El sábado tuve uno de esos días que seguro que entran en la lista de los de Annus horribilis de la reinona del Reino Unido, aunque si lo limitamos a un día debería ser algo así como Diem horribilis, asumiendo que esta cutre-traducción la ha hecho uno al que le importaba un carajo la asignatura de latín y que hizo lo imprescindible para aprobar con un sobresaliente sin aprender nada de nada (… y hasta aquí puedo leer …) aunque Cafalé, que era el mote del profesor de dicha asignatura, me tenía en el típico altar con dos ramos de flores y me besaba las uñas negras y largas de los pies.
El día comenzó bien. Desayuno espectacular y relajado y como iba al cine en Utrecht a las dos de la tarde, mañana super-simplona y de esas de tocarte los güevos para ver si te siguen creciendo. En un momento determinado puse el lavavajillas y mientras el electrodoméstico más venerado de mi casa trabajaba, me puse a procesar fotos en el Lightroom. En eso estaba cuando pasada una hora me acerco a la cocina y veo un charco de agua en el suelo. Se paró el universo de golpe. Miro a ver si dejé la puerta de la mucama mecánica abierta y todo parecía normal. Después de investigar un poco, descubrí que una de las mangueras del aparato, seguramente la de salida, estaba rota o al menos el agua provenía de esa dirección. Controlo el modelo, la marca y toda la información, llamo al servicio técnico y un contestador te dice que hay que llamar de lunes a viernes. En ese instante, entramos en modo de emergencia ejecutiva. Cancelé la única comida que había prevista para los siguientes siete días en mi casa y entré en modo de baja actividad en lo que refiere al cocinado, solo cosas que no producen una cantidad ingente de loza sucia. De chiripa me pilla con el congelador petadísimo y podré sobrevivir con una dieta variada y que ya quisiera más de uno. Como tengo la misma capacidad de memoria de un pez payaso, al rato ya ni me acordaba y me iba al cine.
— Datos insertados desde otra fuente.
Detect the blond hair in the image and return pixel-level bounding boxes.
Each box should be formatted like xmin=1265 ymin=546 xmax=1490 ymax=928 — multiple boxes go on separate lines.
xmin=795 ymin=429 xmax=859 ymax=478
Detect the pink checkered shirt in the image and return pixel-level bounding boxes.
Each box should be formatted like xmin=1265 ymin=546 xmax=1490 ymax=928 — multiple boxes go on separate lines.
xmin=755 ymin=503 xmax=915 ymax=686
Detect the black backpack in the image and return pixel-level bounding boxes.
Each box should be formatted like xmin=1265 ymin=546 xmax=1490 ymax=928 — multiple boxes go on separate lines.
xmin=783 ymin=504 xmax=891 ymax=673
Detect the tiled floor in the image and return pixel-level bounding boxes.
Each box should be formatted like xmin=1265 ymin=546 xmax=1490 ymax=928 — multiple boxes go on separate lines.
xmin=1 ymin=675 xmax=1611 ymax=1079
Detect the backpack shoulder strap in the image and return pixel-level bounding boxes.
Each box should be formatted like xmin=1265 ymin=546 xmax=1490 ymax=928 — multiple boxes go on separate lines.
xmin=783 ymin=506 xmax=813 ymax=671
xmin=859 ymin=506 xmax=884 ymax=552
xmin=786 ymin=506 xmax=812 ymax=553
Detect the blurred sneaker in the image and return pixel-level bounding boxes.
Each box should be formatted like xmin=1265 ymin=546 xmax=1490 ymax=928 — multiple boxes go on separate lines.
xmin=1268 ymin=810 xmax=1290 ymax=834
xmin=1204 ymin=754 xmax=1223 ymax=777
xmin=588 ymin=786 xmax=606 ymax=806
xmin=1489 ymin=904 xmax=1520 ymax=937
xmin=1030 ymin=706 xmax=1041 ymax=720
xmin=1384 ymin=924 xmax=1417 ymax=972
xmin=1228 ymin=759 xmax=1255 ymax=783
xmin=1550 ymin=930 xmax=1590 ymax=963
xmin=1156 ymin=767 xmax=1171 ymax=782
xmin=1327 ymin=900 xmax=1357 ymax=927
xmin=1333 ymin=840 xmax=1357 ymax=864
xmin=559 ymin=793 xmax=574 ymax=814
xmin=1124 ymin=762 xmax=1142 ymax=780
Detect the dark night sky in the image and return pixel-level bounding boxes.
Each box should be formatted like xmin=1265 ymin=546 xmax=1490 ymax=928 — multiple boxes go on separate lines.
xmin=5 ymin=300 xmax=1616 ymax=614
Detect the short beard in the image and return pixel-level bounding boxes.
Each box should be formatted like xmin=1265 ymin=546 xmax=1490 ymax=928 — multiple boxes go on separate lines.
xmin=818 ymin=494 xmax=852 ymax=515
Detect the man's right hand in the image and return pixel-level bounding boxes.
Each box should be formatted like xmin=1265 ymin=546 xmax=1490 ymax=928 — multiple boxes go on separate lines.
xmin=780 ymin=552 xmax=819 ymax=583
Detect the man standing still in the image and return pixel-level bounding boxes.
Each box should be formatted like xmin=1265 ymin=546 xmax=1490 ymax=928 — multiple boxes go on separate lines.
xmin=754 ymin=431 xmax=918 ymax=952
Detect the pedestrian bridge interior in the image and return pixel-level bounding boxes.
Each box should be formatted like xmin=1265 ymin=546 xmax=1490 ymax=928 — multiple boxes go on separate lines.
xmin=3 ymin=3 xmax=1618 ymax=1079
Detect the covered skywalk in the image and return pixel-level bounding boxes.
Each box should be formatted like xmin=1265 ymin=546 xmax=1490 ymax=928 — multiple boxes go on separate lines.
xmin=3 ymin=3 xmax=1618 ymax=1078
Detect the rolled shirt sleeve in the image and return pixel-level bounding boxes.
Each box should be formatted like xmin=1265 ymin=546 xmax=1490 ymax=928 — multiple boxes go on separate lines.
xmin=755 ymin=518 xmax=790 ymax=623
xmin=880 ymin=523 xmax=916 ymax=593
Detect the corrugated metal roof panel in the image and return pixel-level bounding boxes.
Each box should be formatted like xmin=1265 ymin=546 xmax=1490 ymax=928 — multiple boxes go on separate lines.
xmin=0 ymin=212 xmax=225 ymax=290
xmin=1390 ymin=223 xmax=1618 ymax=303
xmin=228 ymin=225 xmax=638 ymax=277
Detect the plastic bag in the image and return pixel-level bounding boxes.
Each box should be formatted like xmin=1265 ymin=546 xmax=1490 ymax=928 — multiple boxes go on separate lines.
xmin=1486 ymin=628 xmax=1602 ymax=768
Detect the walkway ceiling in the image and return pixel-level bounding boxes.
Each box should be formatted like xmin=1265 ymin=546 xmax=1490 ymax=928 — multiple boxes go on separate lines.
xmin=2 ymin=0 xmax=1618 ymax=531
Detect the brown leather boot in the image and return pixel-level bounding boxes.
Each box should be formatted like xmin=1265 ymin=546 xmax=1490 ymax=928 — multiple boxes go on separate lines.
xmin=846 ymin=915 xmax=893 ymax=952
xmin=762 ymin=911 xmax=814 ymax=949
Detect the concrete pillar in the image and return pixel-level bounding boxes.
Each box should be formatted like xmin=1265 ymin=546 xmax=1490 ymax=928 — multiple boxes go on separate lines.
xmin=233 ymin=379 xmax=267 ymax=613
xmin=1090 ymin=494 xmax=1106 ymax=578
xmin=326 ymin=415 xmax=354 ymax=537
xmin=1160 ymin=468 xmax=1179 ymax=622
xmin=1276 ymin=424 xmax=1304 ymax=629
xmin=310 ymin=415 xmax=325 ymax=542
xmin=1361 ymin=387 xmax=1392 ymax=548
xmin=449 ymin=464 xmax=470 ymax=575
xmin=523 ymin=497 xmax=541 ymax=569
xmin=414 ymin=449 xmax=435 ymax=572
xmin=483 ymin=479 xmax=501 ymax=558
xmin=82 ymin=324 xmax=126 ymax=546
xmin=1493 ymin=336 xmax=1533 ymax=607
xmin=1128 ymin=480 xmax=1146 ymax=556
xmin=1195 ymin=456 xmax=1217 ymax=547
El lunes por la mañana al entrar en la oficina mi jefa me pregunta por el fin de semana y le cuento que ha sido espantoso, terrible, terrorífico porque en mi futuro más cercano, no hay lavavajillas y creo que la última vez que fregué la loza, cierto honorable y conocido ladrón, mentiroso y estafador de un país que no existe llamado truscoluña debía ser el presidente de esa comunidad autónoma española. A las ocho y un minuto contacté con el servicio técnico, les expliqué el problema y apalabré una cita para el martes. La única estimación horaria que me dieron fue que sería de nueve de la mañana a una de la tarde así que opté por trabajar desde casa. A la una menos cuarto, cuando ya estaba pensando en llamar para ponerlos a caldo de pota, vino el técnico, se agachó, activó el modo de succionado de agua del lavavajillas y al instante vemos el agua. Me mira como si fuera un iluminado que conoce la verdad más absoluta y me dice: es el tubo de desagüe. Imagino que la mirada mía le bastó para captar que ya lo imaginaba. Mira el modelo de manguera, revisa en su equipo y me dice que no la tiene y que volverá en una semana con la susodicha para cambiarla.
Así me he quedado. Una semana completa en la que cuando ensucio loza, la tengo que fregar, lo cual está añadiendo una presión adicional en mis ganas de no venir a casa a cenar y así evitar el ensuciar en la cocina. Ni mañana ni pasado cenaré aquí y aún estoy apalabrando algo para el fin de semana. Por suerte, el lunes, ayer y hoy hemos tirado de comida congelada. Un día caldo de millo, otro salchichas con guisantes y el tercero tortilla de papas (que no estaba congelada sino almacenada en una bolsa al vacío). La única excepción a la regla del cocinado son las magdalenas, aunque no estoy regalando tantas para que me duren más.